Pour bien saisir de quoi il s'agit, rien de mieux que des illustrations d'Épictète lui-même, tirées de son second livre connu, ses Entretiens. Pour commencer, un cas de figure qui peut paraître a priori surprenant, mais qui recèle une rare sagesse...
Inutilité des conseils
«Il est ridicule de dire : "Conseille-moi". Que voudrais-tu que je te conseille? Dis plutôt : "Rends mon esprit capable de s'adapter à tout ce qui doit arriver".
«Demander un conseil, c'est comme quand un analphabète demande : "Dis-moi ce que je dois écrire quand on me dictera un nom". Si je lui dis d'écrire Dion et qu'on vienne lui dicter comme nom, au lieu de Dion, Théon, que se passera-t-il et qu'écrira-t-il? Alors que si tu as vraiment appris à écrire, tu es prêt, à tout moment, à prendre n'importe quoi sous la dictée.
«Garde donc à l'esprit ce principe général : tu ne sera pas dans l'embarras faute de conseils, mais si tu restes bouche bée devant les objets extérieurs, tu sera fatalement ballotté au gré du vouloir de ton maître. Quel maître?

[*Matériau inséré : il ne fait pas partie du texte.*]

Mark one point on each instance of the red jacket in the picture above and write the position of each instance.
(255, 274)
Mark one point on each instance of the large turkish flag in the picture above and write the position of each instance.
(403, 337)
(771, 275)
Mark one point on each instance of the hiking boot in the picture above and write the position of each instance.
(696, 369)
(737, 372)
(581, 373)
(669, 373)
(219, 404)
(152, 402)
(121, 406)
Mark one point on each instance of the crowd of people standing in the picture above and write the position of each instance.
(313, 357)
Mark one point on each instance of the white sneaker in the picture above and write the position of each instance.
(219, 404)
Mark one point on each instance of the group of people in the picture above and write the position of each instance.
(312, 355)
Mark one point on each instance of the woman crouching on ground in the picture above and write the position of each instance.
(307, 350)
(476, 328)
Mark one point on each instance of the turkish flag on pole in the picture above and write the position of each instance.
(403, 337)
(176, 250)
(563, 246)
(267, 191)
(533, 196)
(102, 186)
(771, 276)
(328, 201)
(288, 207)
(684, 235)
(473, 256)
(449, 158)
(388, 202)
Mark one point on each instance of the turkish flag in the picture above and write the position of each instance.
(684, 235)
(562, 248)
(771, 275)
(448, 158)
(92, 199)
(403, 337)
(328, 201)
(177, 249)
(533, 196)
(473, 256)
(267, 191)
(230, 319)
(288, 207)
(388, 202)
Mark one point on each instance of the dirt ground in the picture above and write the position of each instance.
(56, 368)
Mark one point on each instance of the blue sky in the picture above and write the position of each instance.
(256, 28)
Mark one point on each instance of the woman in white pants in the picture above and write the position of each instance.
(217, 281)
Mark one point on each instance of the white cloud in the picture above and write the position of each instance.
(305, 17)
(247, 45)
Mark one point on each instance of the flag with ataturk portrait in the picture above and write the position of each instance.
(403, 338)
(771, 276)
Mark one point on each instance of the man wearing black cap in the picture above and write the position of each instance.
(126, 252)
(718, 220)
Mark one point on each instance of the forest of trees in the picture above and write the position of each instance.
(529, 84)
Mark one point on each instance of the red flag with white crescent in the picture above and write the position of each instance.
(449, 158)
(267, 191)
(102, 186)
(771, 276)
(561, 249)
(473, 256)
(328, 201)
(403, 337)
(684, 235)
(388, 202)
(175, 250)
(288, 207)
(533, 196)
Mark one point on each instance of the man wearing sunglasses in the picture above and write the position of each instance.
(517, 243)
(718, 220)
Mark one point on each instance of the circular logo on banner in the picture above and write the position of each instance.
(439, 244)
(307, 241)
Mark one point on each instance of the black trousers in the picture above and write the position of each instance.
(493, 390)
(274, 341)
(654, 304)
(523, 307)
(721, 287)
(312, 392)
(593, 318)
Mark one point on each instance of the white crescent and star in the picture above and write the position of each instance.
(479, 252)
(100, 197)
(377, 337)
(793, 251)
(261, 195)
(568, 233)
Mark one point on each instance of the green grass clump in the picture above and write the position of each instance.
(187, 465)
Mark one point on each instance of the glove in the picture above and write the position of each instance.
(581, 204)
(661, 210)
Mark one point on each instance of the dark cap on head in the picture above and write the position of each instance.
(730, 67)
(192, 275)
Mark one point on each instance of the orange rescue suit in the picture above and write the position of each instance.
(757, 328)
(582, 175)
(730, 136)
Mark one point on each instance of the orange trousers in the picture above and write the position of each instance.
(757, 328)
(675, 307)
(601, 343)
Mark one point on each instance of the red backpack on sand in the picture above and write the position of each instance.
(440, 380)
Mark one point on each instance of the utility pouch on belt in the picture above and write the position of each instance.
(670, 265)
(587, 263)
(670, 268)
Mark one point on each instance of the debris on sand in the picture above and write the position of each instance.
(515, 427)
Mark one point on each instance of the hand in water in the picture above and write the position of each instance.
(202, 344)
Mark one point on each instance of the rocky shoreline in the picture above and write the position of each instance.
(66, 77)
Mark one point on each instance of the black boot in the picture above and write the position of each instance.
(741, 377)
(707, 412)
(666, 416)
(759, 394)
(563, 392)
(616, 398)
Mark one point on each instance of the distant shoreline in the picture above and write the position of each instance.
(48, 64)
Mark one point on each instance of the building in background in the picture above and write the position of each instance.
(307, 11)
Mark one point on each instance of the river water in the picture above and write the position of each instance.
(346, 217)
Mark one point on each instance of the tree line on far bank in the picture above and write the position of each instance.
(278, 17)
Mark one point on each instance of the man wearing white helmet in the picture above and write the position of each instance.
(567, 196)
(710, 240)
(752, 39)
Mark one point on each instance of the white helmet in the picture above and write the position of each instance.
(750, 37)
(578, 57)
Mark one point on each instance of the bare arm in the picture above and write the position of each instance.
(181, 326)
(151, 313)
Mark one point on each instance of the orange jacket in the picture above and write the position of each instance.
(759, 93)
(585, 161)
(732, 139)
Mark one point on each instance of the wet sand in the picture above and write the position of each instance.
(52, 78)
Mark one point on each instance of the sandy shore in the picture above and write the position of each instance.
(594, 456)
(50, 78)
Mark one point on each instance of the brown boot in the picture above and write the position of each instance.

L'homme dont dépendra l'objet de ton désir ou de ton aversion.»
Autre cas de figure : la procrastination...
Ne pas remettre à demain
«Si tu relâches un moment ton attention, ne t'imagine pas que tu pourras la retrouver quand tu voudras. Dis-toi qu'à cause de l'erreur que tu fais aujourd'hui, ta situation risque d'empirer à tous les autres points de vue.
«Tout d'abord, et c'est là le plus grave, l'habitude de l'inattention prend racine en toi ; puis vient celle de différer ton attention. Tu t'habitues à remettre sans cesse, s'un jour à l'autre, ta conversion à une vie tranquille, réglée, et qui se conforme à la nature. Si tu estimes qu'il est de ton intérêt de remettre à plus tard cet objectif, c'est qu'il vaut mieux y renoncer complètement. Sinon, pourquoi ne lui consacres-tu pas une attention de tous les instants? (...)
«Le charpentier travaille-t-il avec plus de précision quand il est distrait? Le pilote dirige-t-il mieux son navire? Existe-t-il, en général, aucune activité, fût-elle minime, mieux exécutée dans l'inattention? Ne vois-tu pas que si, une fois, tu laisses échapper ta concentration, il ne sera plus jamais en ton pouvoir de la reprendre pour l'appliquer à une conduite convenable, au respect de toi, à la modération? (...)
«S'il est bon, pour demain, de faire attention, cela vaut encore mieux aujourd'hui : si demain c'est dans ton intérêt, ce l'est plus encore aujourd'hui : tu pourras, demain, continuer ton effort au lieu de le remettre sans cesse au jour suivant.»
Pour finir, le danger des idées reçues...
L'habit ne fait pas le philosophe
«Ne vous fiez jamais aux idées reçues pour louer ou blâmer qui que ce soit, ni pour apprécier son savoir-faire ou son incompétence, et vous ne tomberez ni dans la précipitation, ni dans la malveillance. "Cet homme se lave vite". A-t-il tort? Pas forcément. Qu'en est-il donc? Il se lave vite, c'est tout.
«– Alors, tout ce qu'on fait est bien?
«– Pas du tout ; simplement, les conduites dictées par des jugements corrects sont justes, celles qui obéissent à une pensée déshonnête sont déshonnêtes.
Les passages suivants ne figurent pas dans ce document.